I think older virgins can sometimes get very caught up in it having to be the "right" person and the "right" time. But how will you know it's "right?" The guy I slept with, I was convinced was the right person, would never hurt me etc. yet he turned out to be a really nasty arsehole several months down the line. I don't regret losing my virginity to him because with the knowledge I had at the time I trusted him and as I said, it was a lovely experience. But I just wanted to point out, as these kind of posts often attract lots of happily ever after we got married stories, that unfortunately it doesn't always turn out that way. I don't mean to be negative but I think sometimes we can over think these things and get too caught up in a fairytale that won't happen. I actually made a snap decision one night that I didn't want to be a virgin any more - I'd had ENOUGH so we had sex. People will tell you it shouldn't matter, and of course it shouldn't, but honestly to me being a virgin felt like a burden and I wanted it done, I trusted the guy I was with to be gentle so why not? And he loved me, or so he claims, which was the icing on the cake. And as nice and romantic an experience it was, I did end up thinking afterwards, is that it? Why the hell did I wait so long, it's really not a big deal. Easy for me to think that though when I was with a loving boyfriend and I hadn't been in that kind of relationship before.

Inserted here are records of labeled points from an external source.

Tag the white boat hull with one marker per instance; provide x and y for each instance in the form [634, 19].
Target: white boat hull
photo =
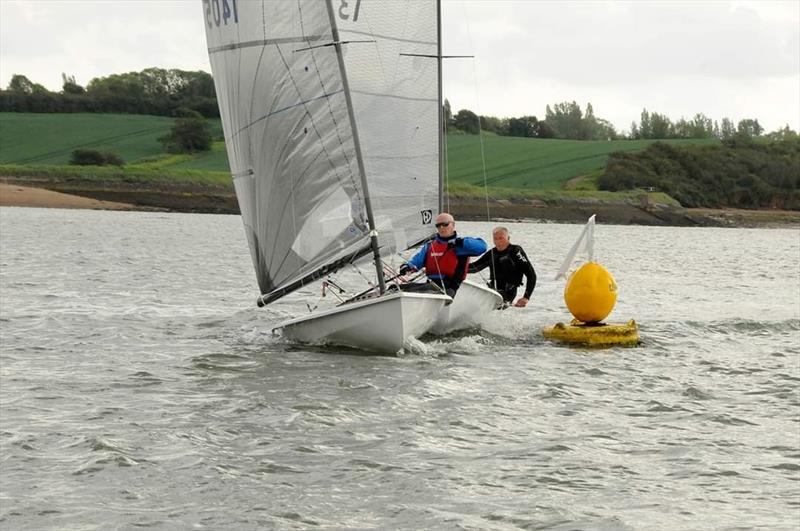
[379, 324]
[472, 305]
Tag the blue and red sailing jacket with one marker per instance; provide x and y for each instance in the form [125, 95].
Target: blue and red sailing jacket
[447, 258]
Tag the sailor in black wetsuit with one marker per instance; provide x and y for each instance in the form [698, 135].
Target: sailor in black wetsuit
[507, 264]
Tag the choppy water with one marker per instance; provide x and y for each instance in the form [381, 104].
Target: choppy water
[141, 387]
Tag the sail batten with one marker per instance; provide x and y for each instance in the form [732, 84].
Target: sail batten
[292, 129]
[266, 42]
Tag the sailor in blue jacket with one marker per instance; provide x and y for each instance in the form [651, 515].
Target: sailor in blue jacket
[446, 257]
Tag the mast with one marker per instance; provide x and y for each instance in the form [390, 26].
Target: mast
[441, 108]
[376, 254]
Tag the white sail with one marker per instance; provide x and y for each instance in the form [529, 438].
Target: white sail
[288, 136]
[587, 239]
[393, 76]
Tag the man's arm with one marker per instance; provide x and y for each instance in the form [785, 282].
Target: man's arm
[471, 247]
[480, 264]
[418, 260]
[525, 265]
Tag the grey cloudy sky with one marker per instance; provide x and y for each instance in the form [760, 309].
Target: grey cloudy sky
[735, 59]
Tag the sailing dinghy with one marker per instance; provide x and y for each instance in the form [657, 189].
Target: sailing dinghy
[331, 115]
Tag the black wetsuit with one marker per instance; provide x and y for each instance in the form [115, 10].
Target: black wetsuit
[506, 271]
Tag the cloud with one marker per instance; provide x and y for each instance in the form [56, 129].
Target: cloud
[678, 58]
[722, 58]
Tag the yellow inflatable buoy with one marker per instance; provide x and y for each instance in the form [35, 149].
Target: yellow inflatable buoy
[591, 293]
[596, 335]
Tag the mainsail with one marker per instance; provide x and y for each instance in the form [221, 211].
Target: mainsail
[289, 135]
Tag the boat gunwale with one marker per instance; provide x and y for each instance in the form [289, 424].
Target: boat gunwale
[360, 304]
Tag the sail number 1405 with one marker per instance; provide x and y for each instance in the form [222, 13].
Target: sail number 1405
[220, 12]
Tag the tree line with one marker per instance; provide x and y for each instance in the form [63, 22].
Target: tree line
[739, 172]
[566, 120]
[154, 91]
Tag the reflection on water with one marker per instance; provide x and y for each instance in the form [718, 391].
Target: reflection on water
[142, 387]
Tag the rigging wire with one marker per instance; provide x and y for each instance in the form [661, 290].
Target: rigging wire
[480, 129]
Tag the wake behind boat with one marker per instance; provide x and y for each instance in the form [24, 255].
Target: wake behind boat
[332, 121]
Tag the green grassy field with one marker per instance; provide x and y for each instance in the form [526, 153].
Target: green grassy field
[533, 163]
[49, 139]
[29, 139]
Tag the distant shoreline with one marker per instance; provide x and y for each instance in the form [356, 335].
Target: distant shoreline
[204, 199]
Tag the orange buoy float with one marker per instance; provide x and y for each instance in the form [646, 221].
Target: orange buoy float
[590, 293]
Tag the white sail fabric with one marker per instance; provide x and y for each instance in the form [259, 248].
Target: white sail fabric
[287, 134]
[587, 239]
[392, 69]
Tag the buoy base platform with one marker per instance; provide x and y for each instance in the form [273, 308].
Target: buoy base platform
[594, 334]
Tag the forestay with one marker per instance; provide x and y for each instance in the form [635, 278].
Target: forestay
[288, 134]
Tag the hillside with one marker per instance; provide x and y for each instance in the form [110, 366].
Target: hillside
[50, 138]
[511, 163]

Anyway, my point is don't put yourself under pressure but equally don't think everything has to be perfect. If you trust the person and you have feelings for them, then that is a much better start to sex than a lot of people. I do wish I'd lost my virginity when I was younger but life doesn't always work out how we'd like. Don't beat yourself up too much, 25 is by no means ancient to be a virgin. Please do tell whoever you end up with that you're a virgin though, it will make it a much better experience for you. SolidGoldBrass is right though, my ex's reaction to me telling him I was a virgin was that it made him want me more. How peculiar I thought, especially as he was fairly experienced. He said it meant he knew I wasn't a slut unlike his ex who'd slept with 50 men. Well there was a massive red flag! Never mind. He did also say it made him feel special that I'd chosen him when I could have had sex with other men which I suppose is quite sweet. It's a shame he turned out to be such a creep because it did ruin my lovely virginity memories but honestly I don't think about that night much so it's just one of those things. I'm far more traumatised about the aftermath of that relationship than losing my virginity to him, if that makes sense. So I guess what I'm trying to say is, make sure you're in a situation that you're comfortable with but if it doesn't turn out to be the experience you'd hoped then it's not the end of the world. :)

Pandora37 · 07/10/2014 22:24

Okay, just seen your last post. Please don't think in terms of the one as I think you're setting yourself up for disappointment there. If he is, then great. If he isn't, you still got to experience sex in a caring relationship.

YOU MUST TELL HIM. Seriously, please please please don't lie. It is embarrassing I know. It will be far more embarrassing if you bleed or it's really painful and you have to explain to them why. He will likely freak out or be upset that you've in effect lied to him. Now that really would be an awful experience. Losing my virginity really hurt. I'm not saying that to scare you but he needs to know so that he can be gentle with you and take things slower. I'm a massive coward so I told my ex by text that I was a virgin. I said that I did have some sexual experience but I'd never had penetrative sex. He then texted me back saying he hadn't got all of my message and could I send it again. I was on the verge of throwing myself out of the window at this point. I sent it again, I had virtually no nails left, felt like I was going to throw up, was having palpitations....you know what his response (other than the yay, you're not like my ex who was a slut)? Okay, that's no big deal. I got myself all worked up for nothing. You'll be fine. :)

BellaVida · 07/10/2014 22:28

Perfectly normal. I waited until I was in love and he is now my DH. Different people view that level of intimacy differently. You will know when it feels right for you. It's such a personal thing, only you get to decide who and when.